After Cruz won wimpy Wisconsin last month—only the fourth election he’s won—voters decided to take a second look at him. But two seconds after people said, “OK, let’s give him a chance,” he collapsed. You could say a little Ted Cruz goes a long way. Voters hate Cruz more than they hate his Senate colleagues.
Listening to Cruz always makes me feel like I have Asperger’s. He speaks so slowly that my mind wanders between words. As Trump said, there’s a 10-second pause between sentences. I want to order Cruz’s speeches as Amazon Audibles so I can speed them up and see what he’s saying.
The guy went to Harvard Law School, so I keep waiting for flashes of genius, but they never come. Cruz is completely incapable of improvised wit.
Now that Cruz has been mathematically eliminated, he adds Carly Fiorina to the list. She is not his “vice presidential running mate,” but his “lame running mate.” It’s an all-around lemon-eating contest.
Voters quickly rejected Cruz and tried Kasich. But he turned out to be a carbon copy of a homeless man. He has a hunched torso, facial tics, and a strange way of bobbing his head and looking around that makes you want to cross the street to avoid him. He looks like he cuts his own hair, and his suits are Ralph Nader rejects. He devours food like a street person, has a quick temper, and rants about religion in a way only he can understand.
Kasich has consistently proclaimed that illegal immigrants are “made in the image of God” and has condemned the idea of enforcing federal immigration laws, saying, “I don’t think it’s right; I don’t think it’s humane.”
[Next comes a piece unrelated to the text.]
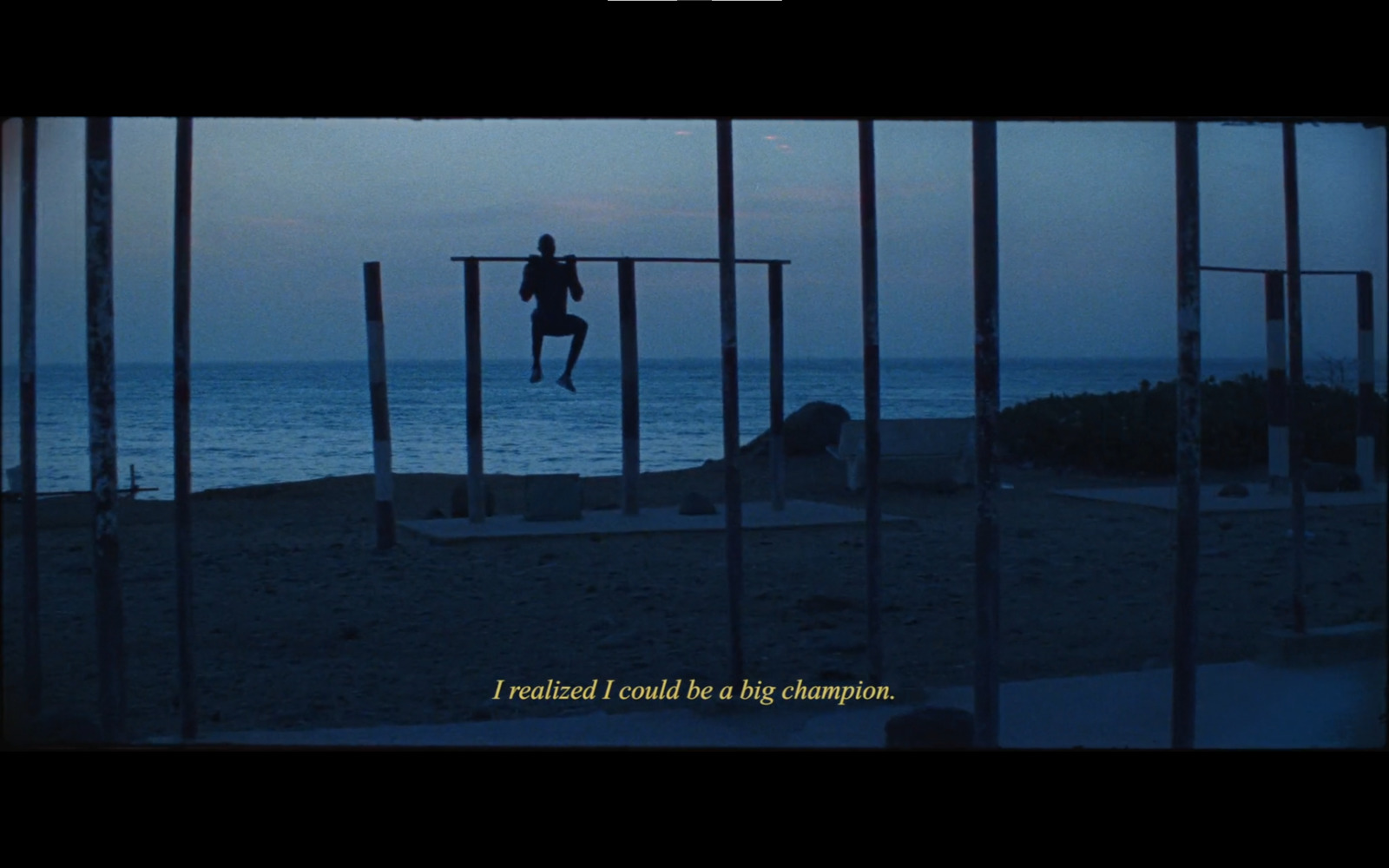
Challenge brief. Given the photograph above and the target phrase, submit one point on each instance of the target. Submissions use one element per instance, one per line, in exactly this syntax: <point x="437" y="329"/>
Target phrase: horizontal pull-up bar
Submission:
<point x="1271" y="270"/>
<point x="613" y="259"/>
Asked about the decision to expand Medicaid under Obamacare — which was estimated to cost federal taxpayers $50 billion in the first decade — he said: “Now when you die and you get to, you get to, uh, meet St. Peter … he’s going to ask you what you did for the poor. You better have a good answer.”
He lectured a crowd of fiscal conservatives about his Obamacare expansion, saying, “Now I don’t know if you’ve ever read Matthew 25, but I commend the end of it to you, about whether you feed the homeless and clothe the poor.” He also attributed the law to Chief Justice John Roberts and said, “It’s my money, OK?”
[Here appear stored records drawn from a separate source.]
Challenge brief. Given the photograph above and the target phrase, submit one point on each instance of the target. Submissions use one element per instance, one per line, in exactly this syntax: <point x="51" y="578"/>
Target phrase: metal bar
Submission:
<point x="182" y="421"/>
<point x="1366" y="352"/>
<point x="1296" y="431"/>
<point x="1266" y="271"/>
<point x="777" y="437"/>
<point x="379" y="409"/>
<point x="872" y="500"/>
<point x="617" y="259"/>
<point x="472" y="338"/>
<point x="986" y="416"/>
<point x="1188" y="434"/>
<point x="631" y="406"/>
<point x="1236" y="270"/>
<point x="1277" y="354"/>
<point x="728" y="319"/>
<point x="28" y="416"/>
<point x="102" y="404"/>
Voters thought they would see a less attractive version of Mitt Romney with Kasich, but instead they got a more televangelist version of Ted Cruz.
They also get a less sultry and cordial version of Hillary Clinton. Last week, Kasich attacked a reporter who asked a perfectly appropriate question, going from lifeless campaign cliché to infuriating bullying in a split second. As much as I enjoy watching reporters get told off, this was crazy.
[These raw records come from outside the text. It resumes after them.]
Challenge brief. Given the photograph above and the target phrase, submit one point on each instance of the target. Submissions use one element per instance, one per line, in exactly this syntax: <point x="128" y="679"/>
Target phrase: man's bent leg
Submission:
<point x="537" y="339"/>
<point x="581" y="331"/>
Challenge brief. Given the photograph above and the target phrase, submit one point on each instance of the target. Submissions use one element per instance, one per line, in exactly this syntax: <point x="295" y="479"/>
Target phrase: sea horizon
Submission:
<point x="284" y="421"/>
Kasich: Look, at the end of the day, I think the Republican Party wants to elect somebody who can actually win in the fall.
Reporter: What if you only won in Ohio?
Kasich: “Can I finish?”
Reporter: “If you answer the question…”
Kasich: “I’m answering the question the way I want to answer it. Do you want to answer?” (He snatches the recorder from the reporter’s hand.) “Come on, let me ask you. What do you think about that?
During a speech to Ohio EPA employees a few years ago, Kasich suddenly went off topic and began shouting about a police officer who had issued him a ticket three years earlier. “Have you ever been stopped by a police officer who was an idiot?” he began. Then he told EPA administrators a fascinating story about his own traffic violation, shouting, “That idiot! … He’s an IDIOT!”
Judging by the dashcam footage immediately released by police, Kasich was wrong, and the cop – you know, “IDIOT” – was very polite about it.
With Trump, it’s the exact opposite. The more people see him, the more they like him. The typical pattern is: Trump says something that makes perfect sense, the media lies about it, and then voters learn the truth and like him more and the media like him less.
Ironically, it was Kasich who complained the loudest about the supposed billions of dollars of “free media” Trump receives. It turns out that the lack of a “free media” was a godsend for Kasich and Cruz.